そうかとイザクは口では言ったが、アリシャにはイザクが納得していないような気がした。アリシャは急に不安に駆られ、リリーにうっかり口を滑らせていないかなど、自分の言動を猛烈な勢いで振り返っていく。
「防御の主が現れないと世の中は不安定過ぎて荒廃して行くような気がしてな……まぁ、私などが心配しても仕方がないのだが」
「荒廃して……行きますか?」
「この世に産み落とされた魔力は三つ。そのどれもが存在するからこそ均衡がとれるのだとおもわんか? 空には太陽が、地には川が、その間に風が吹くからこそ我々は生きていかれる。どれが欠けてもおかしくなってしまうのだよ」
改めてアリシャの体に宿った力の大きさに恐れ慄くと共に、アリシャは隠れていて良いのだろうかと新たな気持ちが湧いてきた。自分が隠れているから世の中の流れに狂いが生じているなら罪深いことのように思う。
「やぁ、アリシャ。イザクさん、その荷物は俺が持ちましょう」
連れだって歩いてきたボリスとエドに宿屋の角で出くわし、ボリスが板を抱え直して片手を空けて手を出した。
「いいよ、ボリス。俺が持つ」
横から大工道具を担いていたエドが割り込み、イザクに有無を言わさぬ強引さで燻製肉を取り上げた。
「アリシャは忙しいんで、話し相手が欲しいなら川向うのほら村が見えるでしょ?」
ボリスは川の向こう側を指して、イザクがそちらに顔を向けるまで待ってから続ける。
「あそこで店をやっているリリーさんになんでも聞くといい」
イザクは自分が軽くあしらわれたことに気がついただろうが、そこは顔には出さなかった。
「なるほど。行ってみよう」
邪魔をしたなと言い残し、橋の方へと歩いていった。
「アリシャ、いちいち客を相手にしてると時間がいくらあってたらないだろ? 忙しいと言っちゃっても問題ないと思うよ」
ボリスが宿屋の入り口に向けて足を出したので、皆それに追随した。
「そうなんだけど……」
断わる方法なんて思いつかないし、そもそもそんなに話が長引くとも思っていなかった。
「アリシャは誰に対してもやたらと《《愛想がいい》》からな」
エドの嫌味にムッとするが、怒りだけではなくて、傷付きもした。
「エド、そんな言い方するなよ。アリシャの人の良さが現れてるだけじゃないか」
ボリスはすかさずアリシャをフォローしてくれたが、エドは謝りもしないしどこ吹く風だった。エドらしい態度だが、チクチクとアリシャの胸が痛んでいた。

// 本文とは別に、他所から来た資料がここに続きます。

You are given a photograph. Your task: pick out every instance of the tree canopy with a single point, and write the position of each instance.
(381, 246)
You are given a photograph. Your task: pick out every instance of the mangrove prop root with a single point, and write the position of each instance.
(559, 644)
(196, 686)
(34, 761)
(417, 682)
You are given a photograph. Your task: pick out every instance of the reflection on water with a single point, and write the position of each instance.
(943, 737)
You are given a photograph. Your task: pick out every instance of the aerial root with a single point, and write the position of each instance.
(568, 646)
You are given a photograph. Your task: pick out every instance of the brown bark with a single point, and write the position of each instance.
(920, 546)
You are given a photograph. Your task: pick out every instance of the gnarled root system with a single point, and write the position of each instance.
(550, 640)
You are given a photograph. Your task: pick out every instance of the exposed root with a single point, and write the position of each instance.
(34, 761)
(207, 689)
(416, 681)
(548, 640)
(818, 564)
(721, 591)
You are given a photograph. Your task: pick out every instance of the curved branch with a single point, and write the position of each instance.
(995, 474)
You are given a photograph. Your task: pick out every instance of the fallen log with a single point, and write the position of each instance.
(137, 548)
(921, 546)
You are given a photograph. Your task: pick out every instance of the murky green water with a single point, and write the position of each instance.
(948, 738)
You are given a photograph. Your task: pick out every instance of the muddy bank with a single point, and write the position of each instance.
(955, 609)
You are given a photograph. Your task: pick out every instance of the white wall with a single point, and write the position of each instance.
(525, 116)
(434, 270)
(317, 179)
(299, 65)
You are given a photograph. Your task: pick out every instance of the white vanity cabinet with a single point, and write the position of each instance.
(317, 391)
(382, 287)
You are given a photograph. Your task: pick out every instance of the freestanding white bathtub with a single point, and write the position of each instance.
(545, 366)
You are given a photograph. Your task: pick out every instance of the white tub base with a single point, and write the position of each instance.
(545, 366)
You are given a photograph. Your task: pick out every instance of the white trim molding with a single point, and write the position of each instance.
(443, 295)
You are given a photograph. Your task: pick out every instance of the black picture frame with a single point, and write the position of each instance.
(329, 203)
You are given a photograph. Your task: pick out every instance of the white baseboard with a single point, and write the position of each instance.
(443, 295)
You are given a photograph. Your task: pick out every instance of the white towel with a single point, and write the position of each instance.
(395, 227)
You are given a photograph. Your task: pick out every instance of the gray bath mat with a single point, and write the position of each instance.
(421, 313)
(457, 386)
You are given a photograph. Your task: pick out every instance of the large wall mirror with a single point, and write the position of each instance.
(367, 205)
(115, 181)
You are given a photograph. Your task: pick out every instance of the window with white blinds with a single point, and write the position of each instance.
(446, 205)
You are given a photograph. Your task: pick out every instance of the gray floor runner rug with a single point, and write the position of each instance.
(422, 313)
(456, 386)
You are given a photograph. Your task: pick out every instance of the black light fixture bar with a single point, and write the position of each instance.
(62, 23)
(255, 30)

宿屋の中に入るとボリスはエドから大工道具を貰い受け、暖炉を作る予定の西側の窓の元に行ってしまった。エドは燻製肉を持っていたのでアリシャに続いて料理部屋までついて来た。
「ここに置いて」
アリシャの指定したテーブルに燻製肉を置くと、エドはさっさと体を翻した。そんなエドの服をアリシャは思わず掴んでいた。エドは引っ張られて不機嫌に振り返る。
「なんだよ」
「うん……あのさ……肉を運んでくれてありがと」
エドの口の端は下がり、明らかにそんな事で足止めをされたのかと言わんばかりだった。アリシャだってそんなことを言いたかったわけじゃない。
「そんな顔しないでよ」
「どんな顔だよ。生まれてこの方、この顔以外したことないけど?」
それは嘘だ。ココに向ける笑顔とか、時々見せてくれる優しい顔とか、今とはまるで違う顔なのだ。

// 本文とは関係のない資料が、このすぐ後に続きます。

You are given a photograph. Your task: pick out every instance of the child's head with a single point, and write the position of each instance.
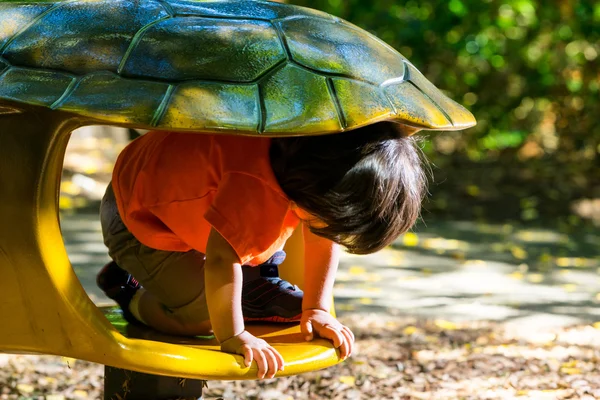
(366, 185)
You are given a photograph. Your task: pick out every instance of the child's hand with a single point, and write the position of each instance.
(326, 326)
(268, 360)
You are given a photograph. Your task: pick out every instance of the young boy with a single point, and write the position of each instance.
(200, 221)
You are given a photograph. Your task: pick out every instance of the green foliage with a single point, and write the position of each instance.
(528, 70)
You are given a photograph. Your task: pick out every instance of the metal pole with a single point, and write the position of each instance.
(122, 384)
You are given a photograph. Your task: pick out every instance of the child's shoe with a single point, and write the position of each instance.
(120, 286)
(267, 297)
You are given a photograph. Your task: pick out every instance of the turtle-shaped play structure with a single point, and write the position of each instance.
(231, 67)
(250, 66)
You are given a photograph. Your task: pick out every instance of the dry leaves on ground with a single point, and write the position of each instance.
(394, 359)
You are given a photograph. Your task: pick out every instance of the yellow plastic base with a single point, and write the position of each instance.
(43, 307)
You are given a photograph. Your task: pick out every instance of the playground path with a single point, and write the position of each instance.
(456, 310)
(527, 279)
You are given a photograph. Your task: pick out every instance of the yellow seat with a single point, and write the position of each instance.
(44, 308)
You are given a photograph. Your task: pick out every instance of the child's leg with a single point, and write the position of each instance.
(173, 299)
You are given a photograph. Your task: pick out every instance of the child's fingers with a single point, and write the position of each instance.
(272, 362)
(332, 334)
(306, 329)
(247, 355)
(261, 362)
(279, 358)
(349, 340)
(345, 328)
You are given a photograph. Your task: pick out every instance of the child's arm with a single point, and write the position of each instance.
(321, 259)
(223, 281)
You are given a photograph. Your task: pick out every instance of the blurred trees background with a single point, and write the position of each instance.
(529, 72)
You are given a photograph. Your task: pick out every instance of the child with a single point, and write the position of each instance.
(192, 215)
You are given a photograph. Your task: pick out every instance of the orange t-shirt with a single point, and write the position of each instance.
(171, 188)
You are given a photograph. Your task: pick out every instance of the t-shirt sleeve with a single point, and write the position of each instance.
(248, 213)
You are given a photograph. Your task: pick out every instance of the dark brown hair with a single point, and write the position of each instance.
(366, 185)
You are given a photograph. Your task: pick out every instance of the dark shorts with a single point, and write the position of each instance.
(175, 278)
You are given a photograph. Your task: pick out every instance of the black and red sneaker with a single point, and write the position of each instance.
(120, 286)
(267, 297)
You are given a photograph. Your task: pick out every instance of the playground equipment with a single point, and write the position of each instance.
(229, 67)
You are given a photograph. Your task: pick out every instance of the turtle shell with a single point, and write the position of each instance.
(253, 67)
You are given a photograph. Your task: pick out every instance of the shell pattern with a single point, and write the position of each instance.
(249, 66)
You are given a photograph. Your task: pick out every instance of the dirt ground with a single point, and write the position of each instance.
(394, 359)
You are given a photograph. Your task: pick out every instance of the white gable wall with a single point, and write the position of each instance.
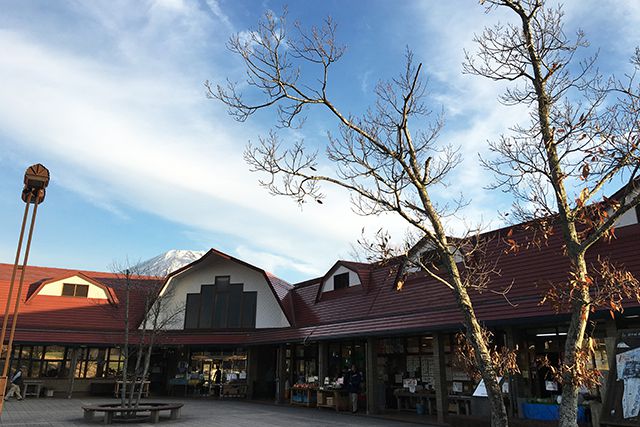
(354, 279)
(55, 288)
(268, 311)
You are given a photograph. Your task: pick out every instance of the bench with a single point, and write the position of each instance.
(110, 410)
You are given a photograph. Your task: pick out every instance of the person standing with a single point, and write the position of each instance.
(16, 384)
(217, 381)
(353, 387)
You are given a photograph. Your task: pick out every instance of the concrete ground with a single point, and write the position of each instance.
(196, 412)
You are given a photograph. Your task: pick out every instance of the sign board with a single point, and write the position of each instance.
(622, 405)
(481, 389)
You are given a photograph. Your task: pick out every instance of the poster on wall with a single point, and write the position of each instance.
(622, 406)
(628, 371)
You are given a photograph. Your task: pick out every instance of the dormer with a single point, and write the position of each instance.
(75, 286)
(342, 276)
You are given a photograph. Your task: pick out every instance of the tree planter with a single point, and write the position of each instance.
(148, 412)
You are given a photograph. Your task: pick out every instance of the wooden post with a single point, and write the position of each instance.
(323, 367)
(514, 380)
(372, 404)
(439, 377)
(252, 370)
(282, 354)
(611, 335)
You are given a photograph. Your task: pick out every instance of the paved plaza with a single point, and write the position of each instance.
(65, 412)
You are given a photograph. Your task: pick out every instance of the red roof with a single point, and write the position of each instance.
(376, 308)
(82, 319)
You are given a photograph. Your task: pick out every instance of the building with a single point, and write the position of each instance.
(267, 335)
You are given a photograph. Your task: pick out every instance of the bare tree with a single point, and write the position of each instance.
(582, 134)
(159, 313)
(388, 159)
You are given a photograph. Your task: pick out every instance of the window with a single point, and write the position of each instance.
(341, 281)
(71, 290)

「色々、誤解をされてるみたいだから……ちょっと話したかったの! そんなに怒らないでよ」
「誤解? ああ、アリシャが年上の男に弱いとか?」
「ほら! 誤解してるじゃない」
「誤解じゃねぇだろ。事実、事実。ほら、離せって」
離すもんかとシャツをさらに強く握りしめた。
「離さない! 私は、私は……エドの方が……」
そこでハッとして顔を上げると、エドのガラスのような美しい茶色の目が自分を見ていることに狼狽えた。いや違う。狼狽えたのは自分の口から勢いで出ていきそうになった言葉だ。
「あの……ええっと……」
アリシャは自分の顔が熱くなっていくのを感じて、今すぐ布団の中に顔を突っ込んでしまいたかった。